Kate and Sam Festa aren’t sure where their country calling emanated from, all they know is that they heard and felt it loud and clear. “Neither of us is from a farming background,” Kate says. “Growing up, my family went camping in national parks every Easter and that was my country exposure. Prior to meeting me, Sam had camped one time, for one night with his dad and brother!”
A fateful family holiday away from their busy lives running an interior decorating business in Brisbane to a farm stay in Queensland’s picturesque Scenic Rim ignited a relentless tug towards all things rural.
“I was pregnant with my third son and we decided it might be a good idea to find a weekender with lots of space for three boys to run around,” Kate recalls. “We were looking for a property in a location where we potentially had a farming contact who could teach us what to do in regards to all the basics of farming.
‘‘When this property came up and it happened to be in the same street where we had stayed during the farm stay holiday that prompted the whole idea, we knew it was meant to be.”
With two homes on 100 acres (40 hectares), and expansive views of lush valleys and mountains near Darlington, things were serendipitously falling into place. Even a run-down farmhouse taken over by local birdlife couldn’t deter the couple. “The main house was a multicoloured patchwork inside and very dark with a confusing floor plan,” Kate says. ”It only had one bathroom, which was accessed by going outside the house, so it wasn’t functional at all with three little kids who are scared of the dark! The grass was up to our hips and we had swallows living in the house.”
Over the course of a year, Kate and Sam put their interior decorating skills to the test to transform the rickety old main house into a beautiful sanctuary hidden away from the busy world beyond. There’s a luxe farmhouse feel throughout with intricate harlequin wallpapers and a showstopping copper bath in the main bathroom. “I wanted something that was traditional to be in keeping with the age of the home (built in the 1800s), without being your typical claw-footed bath,” Kate says. “I was hunting for a statement piece and had the idea of a copper bath but I had no idea where to find one or even if they existed. After some research, I found a supplier in Texas, USA, and had it shipped over.”
At the same time, the couple was familiarising themselves with the realities of farm life. “We both love learning about new things and Sam, in particular, is very good at taking on a new hobby and researching and learning everything there is to know about it,” Kate says. “In just 12 short months, we have learnt a lot with the help of Google and YouTube. Sam can now pull apart his Toro ride-on to fix the fan belt and sharpen its blades.

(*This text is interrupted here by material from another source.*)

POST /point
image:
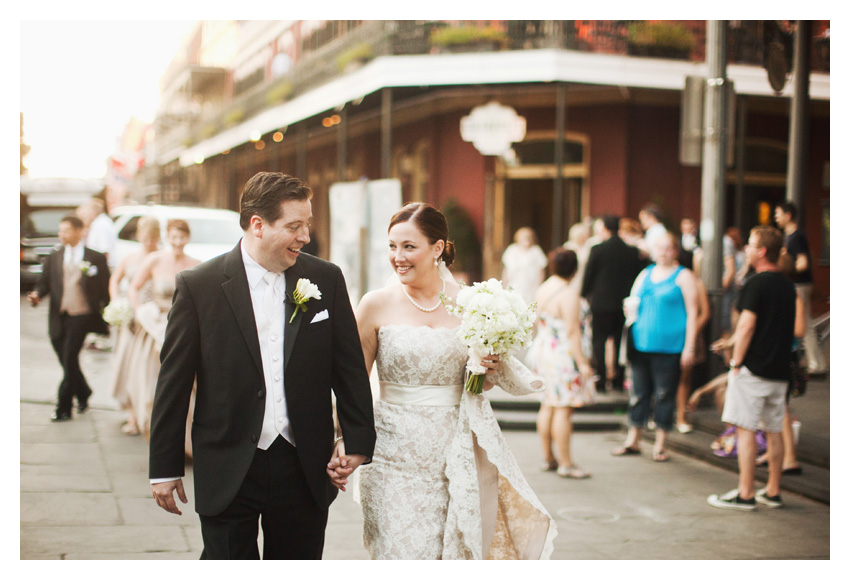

He loves using a chainsaw and has learnt the physics of cutting down a tree safely. I have become skilled at splitting wood and building electric fences and pig shelters.”
The innate generosity of those who live on the land surrounding the farm has also been instrumental in helping them settle in. “Our new farmer friends are so willing to share their knowledge and their extremely valuable time to assist us in a very hands-on way,” Kate says. “Sometimes the payment is lunch and the promise of a piglet.”
Their menagerie has grown to include chickens, ducklings, a pair of sheep, pigs and two horses. “We also have an olive grove of 250 trees, which we recently finished pruning,” Kate adds. “So, hopefully, we will at some point have some olives.”
Sons Rocco, Raphael and Theodore relish their weekends at the farm, where time seems to stand still and life is reminiscent of days gone by. “They can run around and be free to get down and dirty and they’re learning about nature and the cycle of life,” Kate says. “We do everything together as a family here, whether it’s feeding the animals, building a vegetable patch or bush walking our three mountain ridges.”
Drives north back along the highway to the city at the end of a blissful weekend are always tinged with a little sadness, but full of excited chatter about plans for the future. “We’re keen to start breeding our heritage pigs and see where that goes,” Kate says. “And we may look at holiday letting the old dairy shed once we’ve renovated. It will have an outdoor kitchen, ‘help yourself’ herb and vegie garden and a bonfire pit.”
Three children, two homes, a business and a farm … Kate and Sam manage quite the juggle, but they wouldn’t want it any other way and their new happy place has awakened a country kinship that’s changed their lives. “It is paradise,” Kate says. “My favourite time is at the end of the day at happy hour when the sun is going down, the mountains are pink and purple, the birds are still out and it just feels calm. It’s a truly grounding place where it brings life back into perspective, that the things to worry about are what to eat, how to look after the animals and the property, and the weather. Everything else pales in importance.” Spoken like a true woman of the land.